ECLI:NL:RBZWB:2025:4626
Rechtbank Zeeland-West-Brabant
- Eerste aanleg - enkelvoudig
- Rechtspraak.nl
Beoordeling van het beroep inzake niet tijdig beslissen op aanvraag voor aanvullende compensatie kinderopvangtoeslag
In deze uitspraak van de Rechtbank Zeeland-West-Brabant op 17 juli 2025, wordt het beroep van eiseres beoordeeld, die stelt dat de Dienst Toeslagen niet tijdig heeft beslist op haar aanvraag van 29 december 2023 voor aanvullende compensatie voor werkelijke schade. De rechtbank oordeelt dat het beroep kennelijk niet-ontvankelijk is, omdat eiseres de ingebrekestelling te vroeg heeft ingediend.
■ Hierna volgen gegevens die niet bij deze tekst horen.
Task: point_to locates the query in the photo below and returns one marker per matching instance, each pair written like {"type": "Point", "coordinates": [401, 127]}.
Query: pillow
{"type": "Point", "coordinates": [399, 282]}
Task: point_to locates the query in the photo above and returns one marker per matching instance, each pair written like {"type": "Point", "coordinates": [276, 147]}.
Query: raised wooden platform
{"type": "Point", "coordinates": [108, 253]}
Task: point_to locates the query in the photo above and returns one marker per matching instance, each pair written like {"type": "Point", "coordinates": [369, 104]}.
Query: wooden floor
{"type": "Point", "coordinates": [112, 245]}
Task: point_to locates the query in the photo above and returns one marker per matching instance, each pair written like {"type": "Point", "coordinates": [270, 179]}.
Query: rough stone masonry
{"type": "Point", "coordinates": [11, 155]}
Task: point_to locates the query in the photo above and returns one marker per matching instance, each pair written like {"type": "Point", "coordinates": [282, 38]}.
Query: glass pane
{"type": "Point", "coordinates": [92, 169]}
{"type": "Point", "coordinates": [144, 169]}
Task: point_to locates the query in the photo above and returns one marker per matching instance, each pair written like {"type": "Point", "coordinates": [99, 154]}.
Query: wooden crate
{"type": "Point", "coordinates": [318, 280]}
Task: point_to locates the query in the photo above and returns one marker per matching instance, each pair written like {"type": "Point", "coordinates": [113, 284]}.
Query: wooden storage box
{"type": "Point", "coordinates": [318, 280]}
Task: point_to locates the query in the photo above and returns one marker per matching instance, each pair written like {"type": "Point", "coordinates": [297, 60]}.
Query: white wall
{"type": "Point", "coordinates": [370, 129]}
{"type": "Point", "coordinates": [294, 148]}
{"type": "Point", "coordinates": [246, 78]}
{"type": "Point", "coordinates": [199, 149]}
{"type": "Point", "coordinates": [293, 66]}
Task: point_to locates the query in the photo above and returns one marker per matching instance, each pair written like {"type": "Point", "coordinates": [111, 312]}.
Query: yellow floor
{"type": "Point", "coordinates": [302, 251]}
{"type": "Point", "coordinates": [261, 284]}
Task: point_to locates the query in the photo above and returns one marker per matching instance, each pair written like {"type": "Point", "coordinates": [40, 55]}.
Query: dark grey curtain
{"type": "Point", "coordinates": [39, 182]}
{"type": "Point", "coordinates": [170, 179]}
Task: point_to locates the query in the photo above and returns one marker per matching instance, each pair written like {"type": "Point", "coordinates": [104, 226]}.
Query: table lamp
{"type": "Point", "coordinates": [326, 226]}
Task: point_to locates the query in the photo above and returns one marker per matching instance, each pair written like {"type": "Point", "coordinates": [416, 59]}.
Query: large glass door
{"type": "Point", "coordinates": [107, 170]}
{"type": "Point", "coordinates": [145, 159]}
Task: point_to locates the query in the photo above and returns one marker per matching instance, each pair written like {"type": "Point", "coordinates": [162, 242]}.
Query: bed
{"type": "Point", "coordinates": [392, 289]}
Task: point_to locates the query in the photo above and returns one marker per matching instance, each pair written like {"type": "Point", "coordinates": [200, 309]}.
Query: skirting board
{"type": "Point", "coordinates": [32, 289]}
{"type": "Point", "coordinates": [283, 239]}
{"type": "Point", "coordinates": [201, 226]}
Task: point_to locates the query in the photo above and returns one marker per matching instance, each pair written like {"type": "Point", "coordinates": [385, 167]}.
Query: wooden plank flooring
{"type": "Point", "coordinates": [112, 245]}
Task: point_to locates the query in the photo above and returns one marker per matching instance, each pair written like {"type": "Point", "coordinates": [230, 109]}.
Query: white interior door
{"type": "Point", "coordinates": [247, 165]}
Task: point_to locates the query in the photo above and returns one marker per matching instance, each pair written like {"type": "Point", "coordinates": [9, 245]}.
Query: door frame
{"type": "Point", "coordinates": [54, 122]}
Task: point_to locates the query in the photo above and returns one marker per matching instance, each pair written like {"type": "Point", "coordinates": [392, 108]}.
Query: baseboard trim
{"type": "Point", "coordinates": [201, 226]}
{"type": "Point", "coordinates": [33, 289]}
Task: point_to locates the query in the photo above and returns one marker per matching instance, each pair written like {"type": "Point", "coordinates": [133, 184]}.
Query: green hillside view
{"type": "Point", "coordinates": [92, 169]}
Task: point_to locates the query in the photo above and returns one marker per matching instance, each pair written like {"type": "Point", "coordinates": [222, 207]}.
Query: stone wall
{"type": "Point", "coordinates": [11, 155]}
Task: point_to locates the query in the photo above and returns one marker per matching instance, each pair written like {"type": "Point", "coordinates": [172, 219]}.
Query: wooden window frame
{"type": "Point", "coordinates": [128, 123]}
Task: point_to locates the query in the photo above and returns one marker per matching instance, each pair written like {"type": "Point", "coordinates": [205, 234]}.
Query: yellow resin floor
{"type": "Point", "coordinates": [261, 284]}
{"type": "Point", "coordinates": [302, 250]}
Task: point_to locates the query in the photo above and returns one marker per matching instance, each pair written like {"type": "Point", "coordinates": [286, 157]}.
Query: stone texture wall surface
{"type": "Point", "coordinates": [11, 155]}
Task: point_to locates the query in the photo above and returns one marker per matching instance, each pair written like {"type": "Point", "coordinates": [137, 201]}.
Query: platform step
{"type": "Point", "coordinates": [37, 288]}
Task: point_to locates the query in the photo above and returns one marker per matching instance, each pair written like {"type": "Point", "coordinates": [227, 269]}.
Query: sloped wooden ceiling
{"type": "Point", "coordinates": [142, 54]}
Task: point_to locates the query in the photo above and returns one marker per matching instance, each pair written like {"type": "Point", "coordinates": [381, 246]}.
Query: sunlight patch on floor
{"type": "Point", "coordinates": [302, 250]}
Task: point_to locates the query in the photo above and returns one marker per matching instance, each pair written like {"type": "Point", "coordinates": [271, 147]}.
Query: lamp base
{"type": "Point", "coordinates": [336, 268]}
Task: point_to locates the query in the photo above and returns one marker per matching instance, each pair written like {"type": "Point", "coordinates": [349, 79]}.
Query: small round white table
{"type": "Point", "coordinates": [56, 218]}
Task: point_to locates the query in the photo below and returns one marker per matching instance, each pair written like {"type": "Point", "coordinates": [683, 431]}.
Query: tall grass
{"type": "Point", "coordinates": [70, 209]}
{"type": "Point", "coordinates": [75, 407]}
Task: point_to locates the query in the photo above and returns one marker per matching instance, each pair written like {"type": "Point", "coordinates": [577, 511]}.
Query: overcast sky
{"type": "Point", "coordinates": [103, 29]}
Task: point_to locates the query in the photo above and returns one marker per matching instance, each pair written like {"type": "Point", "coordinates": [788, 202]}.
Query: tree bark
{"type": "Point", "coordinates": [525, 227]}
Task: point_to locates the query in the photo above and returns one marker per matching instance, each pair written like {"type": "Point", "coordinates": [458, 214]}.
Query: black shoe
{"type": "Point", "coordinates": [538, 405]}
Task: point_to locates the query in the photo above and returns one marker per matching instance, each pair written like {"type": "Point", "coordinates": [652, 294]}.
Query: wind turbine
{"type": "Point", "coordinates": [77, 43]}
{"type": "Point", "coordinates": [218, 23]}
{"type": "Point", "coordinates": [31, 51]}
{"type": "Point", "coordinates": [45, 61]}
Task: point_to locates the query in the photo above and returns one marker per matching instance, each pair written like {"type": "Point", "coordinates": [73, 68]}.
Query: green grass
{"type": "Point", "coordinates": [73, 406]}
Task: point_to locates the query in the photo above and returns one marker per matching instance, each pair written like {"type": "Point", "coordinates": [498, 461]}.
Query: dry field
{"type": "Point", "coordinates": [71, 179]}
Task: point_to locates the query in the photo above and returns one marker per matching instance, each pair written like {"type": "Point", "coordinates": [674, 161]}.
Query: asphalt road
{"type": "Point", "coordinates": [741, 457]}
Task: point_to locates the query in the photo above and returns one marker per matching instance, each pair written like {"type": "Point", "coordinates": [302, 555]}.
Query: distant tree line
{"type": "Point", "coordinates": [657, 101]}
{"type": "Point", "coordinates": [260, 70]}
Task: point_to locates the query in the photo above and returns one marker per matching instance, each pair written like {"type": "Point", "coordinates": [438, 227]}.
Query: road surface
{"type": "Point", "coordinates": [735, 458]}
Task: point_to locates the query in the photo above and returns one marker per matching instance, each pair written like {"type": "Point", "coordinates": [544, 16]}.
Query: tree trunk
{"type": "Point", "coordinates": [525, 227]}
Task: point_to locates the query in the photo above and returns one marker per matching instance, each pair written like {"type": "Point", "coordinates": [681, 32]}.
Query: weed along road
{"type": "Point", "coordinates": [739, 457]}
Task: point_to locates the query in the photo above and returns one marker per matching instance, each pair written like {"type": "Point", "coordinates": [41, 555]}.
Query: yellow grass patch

Volgens de Algemene wet bestuursrecht moet een betrokkene eerst het bestuursorgaan schriftelijk in gebreke stellen voordat beroep kan worden ingesteld. Eiseres had haar aanvraag voor aanvullende vergoeding ingediend, maar de rechtbank stelt vast dat de aanvraag pas behandeld kon worden na de definitieve beoordeling van de kinderopvangtoeslag op 12 september 2024. De beslistermijn voor de aanvraag voor aanvullende vergoeding begint pas op dat moment. De rechtbank concludeert dat de ingebrekestelling van eiseres, die eerder was verzonden, niet geldig is, waardoor het beroep niet-ontvankelijk is. De rechtbank verklaart het beroep niet-ontvankelijk en er is geen aanleiding voor een proceskostenveroordeling.